There were 13.2 billion debit card payments in 2017 – eclipsing the 13.1 billion payments made in cash, according to UK Finance.
The body said debit card use overtook cash for the first time as the most frequently used payment method in the UK in the final quarter of 2017.
The tipping point happened a few months earlier than it had previously forecast.
The boom in contactless payments across the UK is a key driver of the growth of debit card use, its UK Payment Markets report said.
There were 5.6 billion contactless payments made last year on both debit and credit cards combined.
UK Finance said nearly two-thirds (63 per cent) of people in the UK now use contactless payments.
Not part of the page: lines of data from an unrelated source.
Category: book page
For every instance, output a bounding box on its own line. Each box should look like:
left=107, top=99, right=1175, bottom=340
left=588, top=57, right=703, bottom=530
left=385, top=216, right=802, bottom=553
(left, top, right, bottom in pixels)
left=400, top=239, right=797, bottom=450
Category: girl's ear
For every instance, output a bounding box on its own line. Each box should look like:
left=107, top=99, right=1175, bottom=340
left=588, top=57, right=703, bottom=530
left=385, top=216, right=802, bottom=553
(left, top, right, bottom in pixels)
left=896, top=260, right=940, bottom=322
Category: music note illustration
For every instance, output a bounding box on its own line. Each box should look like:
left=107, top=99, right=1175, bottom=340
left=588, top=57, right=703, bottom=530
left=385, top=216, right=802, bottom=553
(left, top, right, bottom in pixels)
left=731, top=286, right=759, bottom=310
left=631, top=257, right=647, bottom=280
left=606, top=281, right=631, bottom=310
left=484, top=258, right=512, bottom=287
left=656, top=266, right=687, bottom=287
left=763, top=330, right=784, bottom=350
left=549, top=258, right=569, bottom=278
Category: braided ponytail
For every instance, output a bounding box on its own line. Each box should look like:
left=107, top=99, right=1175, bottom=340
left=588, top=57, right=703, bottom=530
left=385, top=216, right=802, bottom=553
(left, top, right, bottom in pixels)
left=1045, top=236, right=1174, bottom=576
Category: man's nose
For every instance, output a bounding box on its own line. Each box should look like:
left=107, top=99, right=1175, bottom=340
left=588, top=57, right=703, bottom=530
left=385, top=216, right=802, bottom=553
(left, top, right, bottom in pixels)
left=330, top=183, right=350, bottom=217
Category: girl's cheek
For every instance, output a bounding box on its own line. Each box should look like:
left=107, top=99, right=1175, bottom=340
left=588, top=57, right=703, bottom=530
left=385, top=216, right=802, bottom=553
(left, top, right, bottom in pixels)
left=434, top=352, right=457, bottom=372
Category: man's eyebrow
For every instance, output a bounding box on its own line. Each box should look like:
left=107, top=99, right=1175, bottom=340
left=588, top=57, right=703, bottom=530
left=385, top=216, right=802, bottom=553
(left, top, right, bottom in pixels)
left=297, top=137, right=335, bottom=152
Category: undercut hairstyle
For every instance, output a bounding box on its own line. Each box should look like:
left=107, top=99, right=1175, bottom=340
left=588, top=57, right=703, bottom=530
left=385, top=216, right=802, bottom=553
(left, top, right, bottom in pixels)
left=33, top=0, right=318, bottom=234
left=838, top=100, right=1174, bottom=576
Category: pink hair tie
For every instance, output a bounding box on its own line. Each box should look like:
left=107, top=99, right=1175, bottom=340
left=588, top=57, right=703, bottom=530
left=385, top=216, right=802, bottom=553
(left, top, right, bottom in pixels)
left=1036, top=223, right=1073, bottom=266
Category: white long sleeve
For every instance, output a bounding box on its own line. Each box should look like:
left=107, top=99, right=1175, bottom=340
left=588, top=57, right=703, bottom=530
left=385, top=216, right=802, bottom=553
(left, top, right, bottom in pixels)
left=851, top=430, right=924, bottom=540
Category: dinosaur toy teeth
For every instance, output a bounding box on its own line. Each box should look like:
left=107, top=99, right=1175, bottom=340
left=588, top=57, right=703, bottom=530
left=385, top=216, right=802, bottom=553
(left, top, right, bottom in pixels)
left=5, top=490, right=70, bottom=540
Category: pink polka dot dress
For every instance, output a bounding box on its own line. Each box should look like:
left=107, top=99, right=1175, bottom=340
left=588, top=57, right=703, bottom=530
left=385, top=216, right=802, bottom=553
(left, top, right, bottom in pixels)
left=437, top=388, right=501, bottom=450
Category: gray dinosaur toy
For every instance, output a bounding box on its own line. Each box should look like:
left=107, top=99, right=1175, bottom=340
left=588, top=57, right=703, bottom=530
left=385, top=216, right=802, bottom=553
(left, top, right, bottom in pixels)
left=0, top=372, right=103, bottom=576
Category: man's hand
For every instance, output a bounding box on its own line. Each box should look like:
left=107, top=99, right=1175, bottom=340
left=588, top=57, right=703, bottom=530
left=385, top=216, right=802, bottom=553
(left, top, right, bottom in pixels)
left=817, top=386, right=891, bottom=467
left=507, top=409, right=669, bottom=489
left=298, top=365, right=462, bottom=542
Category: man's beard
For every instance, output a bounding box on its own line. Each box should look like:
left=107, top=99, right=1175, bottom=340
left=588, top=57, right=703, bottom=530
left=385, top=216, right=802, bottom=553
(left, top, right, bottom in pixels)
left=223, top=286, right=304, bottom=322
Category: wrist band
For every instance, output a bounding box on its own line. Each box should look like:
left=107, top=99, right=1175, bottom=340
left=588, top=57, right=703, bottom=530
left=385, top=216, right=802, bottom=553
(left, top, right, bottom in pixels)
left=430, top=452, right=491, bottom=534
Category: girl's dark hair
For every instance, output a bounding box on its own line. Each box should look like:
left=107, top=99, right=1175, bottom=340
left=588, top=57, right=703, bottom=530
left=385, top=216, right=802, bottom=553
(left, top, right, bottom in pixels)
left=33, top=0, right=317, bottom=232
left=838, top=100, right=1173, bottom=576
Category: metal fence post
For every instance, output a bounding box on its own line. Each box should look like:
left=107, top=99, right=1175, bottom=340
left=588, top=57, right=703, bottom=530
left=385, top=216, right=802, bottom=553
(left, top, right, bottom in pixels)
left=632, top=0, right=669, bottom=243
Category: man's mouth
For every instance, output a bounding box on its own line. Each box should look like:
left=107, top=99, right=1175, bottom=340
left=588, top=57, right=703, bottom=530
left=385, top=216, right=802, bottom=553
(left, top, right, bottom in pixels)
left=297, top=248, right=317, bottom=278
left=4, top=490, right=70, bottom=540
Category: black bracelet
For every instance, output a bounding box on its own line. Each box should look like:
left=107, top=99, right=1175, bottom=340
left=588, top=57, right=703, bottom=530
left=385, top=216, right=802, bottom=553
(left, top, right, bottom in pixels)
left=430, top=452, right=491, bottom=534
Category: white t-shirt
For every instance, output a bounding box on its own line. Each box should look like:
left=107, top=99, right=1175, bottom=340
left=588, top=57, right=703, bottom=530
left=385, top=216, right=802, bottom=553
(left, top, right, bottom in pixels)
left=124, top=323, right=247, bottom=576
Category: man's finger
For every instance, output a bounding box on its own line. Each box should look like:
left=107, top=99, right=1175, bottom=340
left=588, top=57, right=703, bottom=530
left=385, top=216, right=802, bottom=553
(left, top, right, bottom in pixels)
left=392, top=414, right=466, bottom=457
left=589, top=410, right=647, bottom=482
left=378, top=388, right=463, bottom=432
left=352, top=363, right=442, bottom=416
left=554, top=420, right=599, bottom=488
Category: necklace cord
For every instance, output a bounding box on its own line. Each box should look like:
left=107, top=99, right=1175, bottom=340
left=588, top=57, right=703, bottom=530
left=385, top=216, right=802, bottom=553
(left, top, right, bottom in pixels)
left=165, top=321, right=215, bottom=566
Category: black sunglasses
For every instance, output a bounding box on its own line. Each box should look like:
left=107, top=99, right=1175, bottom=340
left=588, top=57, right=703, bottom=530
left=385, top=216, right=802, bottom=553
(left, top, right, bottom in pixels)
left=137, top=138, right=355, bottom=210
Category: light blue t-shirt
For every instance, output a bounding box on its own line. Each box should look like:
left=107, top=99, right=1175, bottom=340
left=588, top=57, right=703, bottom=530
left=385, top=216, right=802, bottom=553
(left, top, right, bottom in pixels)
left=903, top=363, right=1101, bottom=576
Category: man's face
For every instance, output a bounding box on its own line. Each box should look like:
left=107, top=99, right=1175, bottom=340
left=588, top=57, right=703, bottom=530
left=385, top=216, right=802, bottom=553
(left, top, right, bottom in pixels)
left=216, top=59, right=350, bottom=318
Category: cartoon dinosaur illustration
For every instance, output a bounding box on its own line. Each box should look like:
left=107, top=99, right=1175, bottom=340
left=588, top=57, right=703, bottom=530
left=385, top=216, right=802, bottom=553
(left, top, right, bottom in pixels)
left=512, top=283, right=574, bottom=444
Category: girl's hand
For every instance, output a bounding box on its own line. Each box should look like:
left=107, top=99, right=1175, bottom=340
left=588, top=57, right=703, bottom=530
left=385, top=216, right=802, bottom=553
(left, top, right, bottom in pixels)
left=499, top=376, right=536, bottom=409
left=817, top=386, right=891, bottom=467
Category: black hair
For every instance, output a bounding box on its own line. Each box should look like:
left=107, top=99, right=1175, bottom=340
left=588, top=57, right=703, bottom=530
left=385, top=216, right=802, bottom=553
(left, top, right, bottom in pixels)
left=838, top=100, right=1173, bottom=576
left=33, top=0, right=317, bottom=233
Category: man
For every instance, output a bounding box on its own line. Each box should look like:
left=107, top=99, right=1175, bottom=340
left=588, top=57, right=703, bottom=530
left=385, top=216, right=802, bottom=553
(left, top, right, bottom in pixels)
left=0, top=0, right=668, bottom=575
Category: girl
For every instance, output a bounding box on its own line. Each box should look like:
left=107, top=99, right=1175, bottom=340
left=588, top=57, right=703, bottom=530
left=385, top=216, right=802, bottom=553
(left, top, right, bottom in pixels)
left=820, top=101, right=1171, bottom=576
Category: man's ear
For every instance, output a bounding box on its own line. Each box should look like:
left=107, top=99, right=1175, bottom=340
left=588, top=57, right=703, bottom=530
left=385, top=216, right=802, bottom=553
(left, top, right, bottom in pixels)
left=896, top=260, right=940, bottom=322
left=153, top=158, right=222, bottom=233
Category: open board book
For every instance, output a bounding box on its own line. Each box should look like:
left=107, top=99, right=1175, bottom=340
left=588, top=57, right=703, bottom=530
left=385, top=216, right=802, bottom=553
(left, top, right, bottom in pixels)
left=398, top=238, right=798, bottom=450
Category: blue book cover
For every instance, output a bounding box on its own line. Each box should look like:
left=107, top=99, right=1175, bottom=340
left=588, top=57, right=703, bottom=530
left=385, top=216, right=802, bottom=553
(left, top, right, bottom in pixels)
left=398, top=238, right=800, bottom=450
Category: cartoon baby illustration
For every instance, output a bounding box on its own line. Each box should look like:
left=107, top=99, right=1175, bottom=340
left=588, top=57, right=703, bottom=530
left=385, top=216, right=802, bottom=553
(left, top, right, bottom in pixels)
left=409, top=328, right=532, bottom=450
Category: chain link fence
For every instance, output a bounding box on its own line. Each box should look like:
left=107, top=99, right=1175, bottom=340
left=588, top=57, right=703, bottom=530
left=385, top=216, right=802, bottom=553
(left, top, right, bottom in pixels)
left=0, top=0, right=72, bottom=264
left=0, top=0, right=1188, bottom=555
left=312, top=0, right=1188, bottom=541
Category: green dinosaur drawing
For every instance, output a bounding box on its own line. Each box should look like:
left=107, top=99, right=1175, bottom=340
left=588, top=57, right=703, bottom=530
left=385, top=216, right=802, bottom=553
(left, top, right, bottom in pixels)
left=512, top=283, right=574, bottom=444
The average adult made nine contactless payments per month in 2017 – up from five in 2016.
By 2027, the average adult is expected to make 22 contactless payments per month.
By the end of 2017 there were nearly 119 million contactless cards in circulation.
The most popular location to make contactless payments during 2017 was at the supermarket, with over a third (38 per cent) of all contactless payments being made in these stores.
People aged between 25 and 34 were the most likely group to use contactless cards last year, with 77 per cent of people in this age group making contactless payments during 2017.
Whilst people aged 65 or older are less likely than younger people to make contactless payments, more than half of this age group made contactless payments during 2017, the report said.
UK Finance said that last year, around 3.4 million people hardly used cash at all, instead relying on cards and other payment methods to manage their spending.
But on the other hand, many people still rely heavily on cash. Around 2.2 million people mainly used cash for their day-to-day shopping in 2017.
Cash is still the second most frequently used payment method, after debit cards.
UK Finance said that while cash use is expected to continue to fall over the next decade, it is anticipated that cash will still retain its place as the second most frequently used payment method in 2027.
Contactless cards are expected to account for over a third (36 per cent) of all payments in 2027, up from 15 per cent in 2017.
Stephen Jones, chief executive of UK Finance, said: “We’re far from becoming a cash-free society and despite the UK transforming to an economy where cash is less important than it once was, it will remain a payment method that continues to be valued and preferred by many.”